The onset is sudden, with persistent grayish-blue cyanosis of the entire skin, most pronounced in the lips and extremities. There may be no or only grade I shortness of breath, which is disproportionate to the degree of cyanosis. In more severe cases, headache, dizziness, weakness, and palpitation may occur. For those with an enterogenic cause, vomiting, diarrhea, and abdominal pain may be present, and a few may have fever.

bubble_chart Auxiliary Examination

1. Blood Routine Test White blood cells may be elevated, with mostly normal differential counts.
2. Blood Gas Analysis Blood oxygen saturation and oxygen content are reduced.
3. MHb Qualitative Test Heparinized anticoagulated blood is taken in a test tube; venous blood containing MHb appears chocolate-brown in color. When shaken in air or aerated for 15 minutes, it does not turn bright red (normal blood turns bright red). After adding a few drops of 10% potassium cyanide or sodium cyanide, it immediately turns bright red.
4. MHb Absorption Spectrum Measurement After diluting a clarified, stroma-free hemolyzed sample (pH acidic), observe under a spectroscope: the MHb absorption peak appears at wavelengths 618–631 nm. After adding potassium cyanide, the 631 nm absorption peak rapidly disappears.
5. According to the Evelyn and Malloy spectrophotometric method for measuring MHb content, the MHb level in the blood should account for at least 3% of the total Hb.

bubble_chart Diagnosis

Congenital methemoglobinemia presents with cyanosis at birth or shortly after. Measuring the activity of erythrocyte NADH-methemoglobin reductase aids in diagnosing hereditary deficiency of this enzyme. Hemoglobin M can be identified by electrophoresis. Sulfhemoglobinemia presents with a blue-brown blood color that does not change upon shaking, shows an absorption peak at 620nm under a spectroscope, and does not disappear upon adding potassium cyanide. Neither methylene blue nor vitamin C is effective in treating hemoglobin M disease or sulfhemoglobinemia.

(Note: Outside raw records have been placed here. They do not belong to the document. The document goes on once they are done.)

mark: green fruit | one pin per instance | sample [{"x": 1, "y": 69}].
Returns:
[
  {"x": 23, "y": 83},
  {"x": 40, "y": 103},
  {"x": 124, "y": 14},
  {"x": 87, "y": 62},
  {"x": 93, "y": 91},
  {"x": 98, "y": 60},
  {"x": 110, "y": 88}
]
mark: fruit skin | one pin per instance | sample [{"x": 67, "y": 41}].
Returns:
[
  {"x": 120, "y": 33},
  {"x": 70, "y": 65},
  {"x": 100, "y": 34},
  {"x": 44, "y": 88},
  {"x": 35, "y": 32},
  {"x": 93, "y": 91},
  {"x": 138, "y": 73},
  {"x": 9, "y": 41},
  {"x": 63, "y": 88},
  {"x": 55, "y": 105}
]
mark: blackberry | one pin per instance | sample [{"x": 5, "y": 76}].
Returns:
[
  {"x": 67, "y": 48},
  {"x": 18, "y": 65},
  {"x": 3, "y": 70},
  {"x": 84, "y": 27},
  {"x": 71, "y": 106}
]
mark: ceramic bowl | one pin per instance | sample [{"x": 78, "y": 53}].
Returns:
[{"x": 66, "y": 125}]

1. Congenital hereditary: Generally no treatment is required. For patients with significant cyanosis due to NADH-MHb reductase deficiency, long-term oral administration of vitamin C (200–1000 mg daily) or methylene blue (3–5 mg/kg daily) may be used. In severe cases, intravenous injection of methylene blue (1–2 mg/kg per dose) may be necessary.
2. Enterogenous cyanosis: Mild cases usually resolve spontaneously within 8–12 hours after removing the disease cause and do not require drug treatment. Severe cases require the following methods to reduce MHb.
   1. Methylene blue: 1–2.5 mg/kg per dose (1% solution 0.1–2.5 ml/kg) intravenously. The effect is usually observed within 15–30 minutes after injection and can be repeated as needed based on the condition. Glucose solution should be administered intravenously during use. Note that the dose of methylene blue should not be excessive, as doses exceeding 7–10 mg/kg per administration may convert hemoglobin into MHb.
   2. Vitamin C: Initial dose of 0.5–1 g, administered intravenously with glucose solution, followed by oral administration if necessary.

bubble_chart Differentiation

This condition must also be differentiated from cyanotic congenital heart disease.